Ведь первый срок Путина, когда были такие удачные внешнеполитические решения, проходил, хотя всем нам было понятно, что это нарастание авторитарного режима, под лозунгом авторитарной модернизации. Казалось, что это русский Пиночет, который твердой рукой поведет Россию к процветанию в постиндустриальном обществе, хотя хорошо известно, что нет ни одного примера прорыва общества к постиндустриальной стадии в условиях несвободы. Но, тем не менее, это широко пропагандировалось, и этому соответствовал термин ‘управляемая демократия’. Почему про это забыли и вместо ‘управляемой демократии’ стала ‘суверенная демократия’? Да потому, что во вторую каденцию Путина обнаружилось, что никакой модернизации нет, ни либеральной, ни авторитарной.

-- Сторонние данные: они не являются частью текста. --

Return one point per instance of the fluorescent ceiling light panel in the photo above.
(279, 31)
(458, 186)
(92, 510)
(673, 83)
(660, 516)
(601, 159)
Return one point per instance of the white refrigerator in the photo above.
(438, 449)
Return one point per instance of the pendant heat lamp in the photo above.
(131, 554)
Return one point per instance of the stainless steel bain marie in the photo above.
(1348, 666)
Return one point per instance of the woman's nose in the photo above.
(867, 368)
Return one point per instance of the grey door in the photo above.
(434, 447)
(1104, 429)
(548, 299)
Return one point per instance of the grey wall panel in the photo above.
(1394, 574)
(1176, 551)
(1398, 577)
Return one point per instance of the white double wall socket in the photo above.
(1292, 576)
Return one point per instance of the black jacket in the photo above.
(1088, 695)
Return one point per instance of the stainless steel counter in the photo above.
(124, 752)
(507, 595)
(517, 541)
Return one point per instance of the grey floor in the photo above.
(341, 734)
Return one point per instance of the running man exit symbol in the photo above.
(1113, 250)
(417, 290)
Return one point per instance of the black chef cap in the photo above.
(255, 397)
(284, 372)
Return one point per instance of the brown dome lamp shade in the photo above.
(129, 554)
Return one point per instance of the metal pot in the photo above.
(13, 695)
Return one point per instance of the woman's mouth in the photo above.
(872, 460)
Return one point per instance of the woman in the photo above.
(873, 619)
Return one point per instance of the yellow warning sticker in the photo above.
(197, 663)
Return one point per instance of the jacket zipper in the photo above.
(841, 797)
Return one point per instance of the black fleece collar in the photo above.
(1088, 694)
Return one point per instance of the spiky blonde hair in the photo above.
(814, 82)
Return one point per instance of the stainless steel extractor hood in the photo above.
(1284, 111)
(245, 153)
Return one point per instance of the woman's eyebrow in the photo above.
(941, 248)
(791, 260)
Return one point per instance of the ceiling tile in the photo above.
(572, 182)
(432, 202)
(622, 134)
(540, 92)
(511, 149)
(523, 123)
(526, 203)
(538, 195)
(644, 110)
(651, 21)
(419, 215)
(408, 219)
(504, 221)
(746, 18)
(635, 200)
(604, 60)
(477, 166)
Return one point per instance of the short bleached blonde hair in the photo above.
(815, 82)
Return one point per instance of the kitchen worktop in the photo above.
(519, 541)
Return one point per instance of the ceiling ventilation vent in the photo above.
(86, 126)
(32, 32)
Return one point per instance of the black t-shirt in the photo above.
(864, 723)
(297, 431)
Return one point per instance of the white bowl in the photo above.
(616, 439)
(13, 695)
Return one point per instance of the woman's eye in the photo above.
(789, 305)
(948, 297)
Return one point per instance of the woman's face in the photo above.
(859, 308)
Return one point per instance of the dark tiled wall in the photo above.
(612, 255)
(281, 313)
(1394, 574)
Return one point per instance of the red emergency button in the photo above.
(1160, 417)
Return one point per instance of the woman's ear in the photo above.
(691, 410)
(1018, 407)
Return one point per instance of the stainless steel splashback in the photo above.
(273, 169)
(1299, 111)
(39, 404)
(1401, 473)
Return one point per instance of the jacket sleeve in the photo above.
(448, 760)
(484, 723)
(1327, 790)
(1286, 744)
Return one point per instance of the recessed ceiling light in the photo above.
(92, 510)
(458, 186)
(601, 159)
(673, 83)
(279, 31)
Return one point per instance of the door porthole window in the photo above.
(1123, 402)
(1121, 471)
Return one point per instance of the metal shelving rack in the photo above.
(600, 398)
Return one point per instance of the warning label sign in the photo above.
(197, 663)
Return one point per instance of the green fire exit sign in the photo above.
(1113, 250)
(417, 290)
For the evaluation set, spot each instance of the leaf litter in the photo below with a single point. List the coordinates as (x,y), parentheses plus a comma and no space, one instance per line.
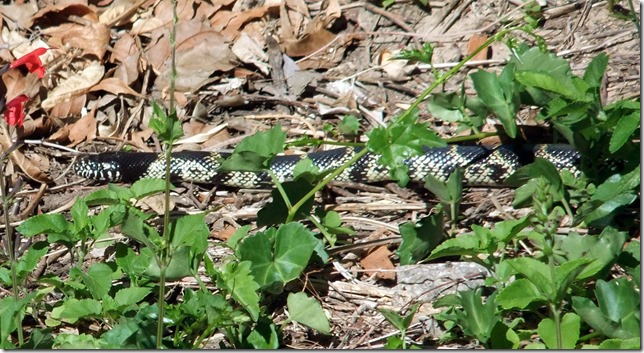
(106,61)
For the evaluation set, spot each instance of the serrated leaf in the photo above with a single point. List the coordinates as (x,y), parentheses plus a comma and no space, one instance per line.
(307,311)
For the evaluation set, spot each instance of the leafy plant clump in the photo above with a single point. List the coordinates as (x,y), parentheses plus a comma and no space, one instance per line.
(562,294)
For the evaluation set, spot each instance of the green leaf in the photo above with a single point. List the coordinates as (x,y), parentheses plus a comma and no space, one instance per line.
(264,335)
(134,227)
(276,212)
(401,140)
(102,197)
(307,311)
(98,280)
(146,187)
(131,295)
(519,294)
(423,55)
(446,106)
(73,309)
(236,279)
(418,240)
(500,95)
(47,223)
(477,319)
(167,127)
(133,264)
(618,343)
(536,272)
(570,325)
(191,230)
(624,131)
(254,153)
(294,245)
(350,125)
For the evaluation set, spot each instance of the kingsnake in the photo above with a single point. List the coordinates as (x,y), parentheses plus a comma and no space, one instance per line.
(483,166)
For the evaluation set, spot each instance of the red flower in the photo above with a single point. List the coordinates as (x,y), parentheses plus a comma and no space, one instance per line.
(14,113)
(32,62)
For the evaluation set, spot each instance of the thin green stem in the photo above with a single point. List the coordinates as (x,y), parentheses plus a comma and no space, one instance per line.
(10,246)
(293,211)
(165,252)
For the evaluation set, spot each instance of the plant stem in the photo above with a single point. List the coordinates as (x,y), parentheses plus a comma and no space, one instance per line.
(163,258)
(293,211)
(10,246)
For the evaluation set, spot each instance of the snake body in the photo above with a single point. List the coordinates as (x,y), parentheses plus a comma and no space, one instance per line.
(482,166)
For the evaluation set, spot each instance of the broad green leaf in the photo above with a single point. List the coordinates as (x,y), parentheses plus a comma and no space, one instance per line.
(624,131)
(98,280)
(307,311)
(570,325)
(47,223)
(254,153)
(276,212)
(500,98)
(191,230)
(519,294)
(167,127)
(102,197)
(618,343)
(131,295)
(447,107)
(420,239)
(401,140)
(350,125)
(73,309)
(617,298)
(264,335)
(503,337)
(283,262)
(236,278)
(76,341)
(130,262)
(134,227)
(477,319)
(536,272)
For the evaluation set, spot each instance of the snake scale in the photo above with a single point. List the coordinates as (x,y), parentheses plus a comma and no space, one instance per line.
(482,166)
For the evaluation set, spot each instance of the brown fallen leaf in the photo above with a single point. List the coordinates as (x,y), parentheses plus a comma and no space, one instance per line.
(379,260)
(76,85)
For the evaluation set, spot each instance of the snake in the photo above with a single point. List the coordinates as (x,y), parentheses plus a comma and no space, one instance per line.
(481,165)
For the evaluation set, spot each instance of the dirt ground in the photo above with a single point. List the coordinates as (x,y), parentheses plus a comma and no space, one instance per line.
(347,75)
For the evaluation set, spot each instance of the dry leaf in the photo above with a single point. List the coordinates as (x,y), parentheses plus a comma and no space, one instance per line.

А родился - я не побоюсь этого утверждения - самый коррумпированный в истории России режим. Эта формула звучит достаточно громко, если вспомнить знаменитый ответ Карамзина о том, что делают в России: ‘Воруют’. Но по 13 миллиардов долларов, как с одной сделки Путина с Абрамовичем, так в России не воровали никогда. И этот режим уже лишился своего модернизаторского флера.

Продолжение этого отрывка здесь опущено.